Any finite normal subgroup (i.e., a normal subgroup that is finite as a group) is an amalgam-characteristic subgroup.

Equivalently, a finite group is an always amalgam-characteristic group: it is an amalgam-characteristic subgroup in any group in which it is a normal subgroup.

### Statement with symbols

Suppose $H$ is a finite normal subgroup of a group $G$. Then, $H$ is a characteristic subgroup inside the amalgam $K := G *_H G$.

## Proof

Given: A group $G$, a finite normal subgroup $H$ of $G$. $K := G *_H G$.

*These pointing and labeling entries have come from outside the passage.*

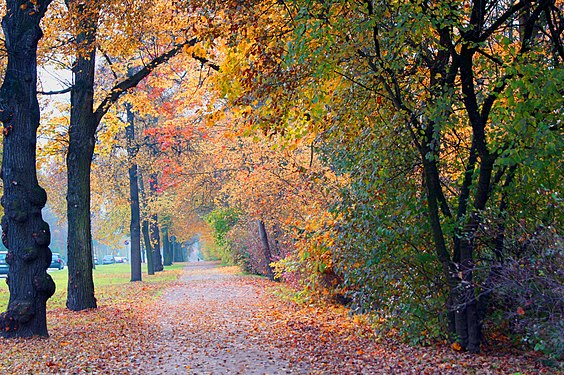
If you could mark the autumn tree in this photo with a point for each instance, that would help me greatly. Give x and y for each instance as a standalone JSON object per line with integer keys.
{"x": 24, "y": 232}
{"x": 84, "y": 122}
{"x": 432, "y": 112}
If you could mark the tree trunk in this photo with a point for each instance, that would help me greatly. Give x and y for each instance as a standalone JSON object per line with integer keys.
{"x": 156, "y": 244}
{"x": 265, "y": 249}
{"x": 167, "y": 251}
{"x": 134, "y": 226}
{"x": 154, "y": 228}
{"x": 172, "y": 249}
{"x": 148, "y": 248}
{"x": 25, "y": 233}
{"x": 82, "y": 130}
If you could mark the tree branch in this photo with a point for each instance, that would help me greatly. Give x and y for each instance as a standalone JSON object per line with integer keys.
{"x": 58, "y": 92}
{"x": 133, "y": 80}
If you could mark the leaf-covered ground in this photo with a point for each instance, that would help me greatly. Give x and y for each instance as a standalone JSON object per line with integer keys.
{"x": 216, "y": 321}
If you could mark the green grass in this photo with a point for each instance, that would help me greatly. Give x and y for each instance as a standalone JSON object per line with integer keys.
{"x": 109, "y": 281}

To prove: $H$ is a characteristic subgroup in $L$.

Proof:

1. By fact (1), $K/H \cong G/H * G/H$.
2. $K/H$ has no nontrivial finite normal subgroup: By fact (2), if $H$ is a proper subgroup of $G$, then $L/H$ has no nontrivial finite normal subgroup. If $H = G$, then $L/H$ is trivial and hence has no nontrivial finite normal subgroup.
3. $H$ is a finite normal subgroup of $K$: Since $H$ is normal in both copies of $G$, it is normal in $K$. Also, $H$ is finite.
4. $H$ is the unique largest finite normal subgroup of $K$: Suppose $M$ is a finite normal subgroup of $K$. Then, by fact (4), the image of $M$ in the quotient map $K \to K/H$ is a normal subgroup of $K/H$. Also, since $M$ is finite, its image is finite. In step (2), we concluded that $K/H$ has no nontrivial finite normal subgroup. Thus, the image of $M$ is trivial, so $M \le H$.
5. $H$ is characteristic in $K$: This follows since it is the unique largest finite normal subgroup of $K$.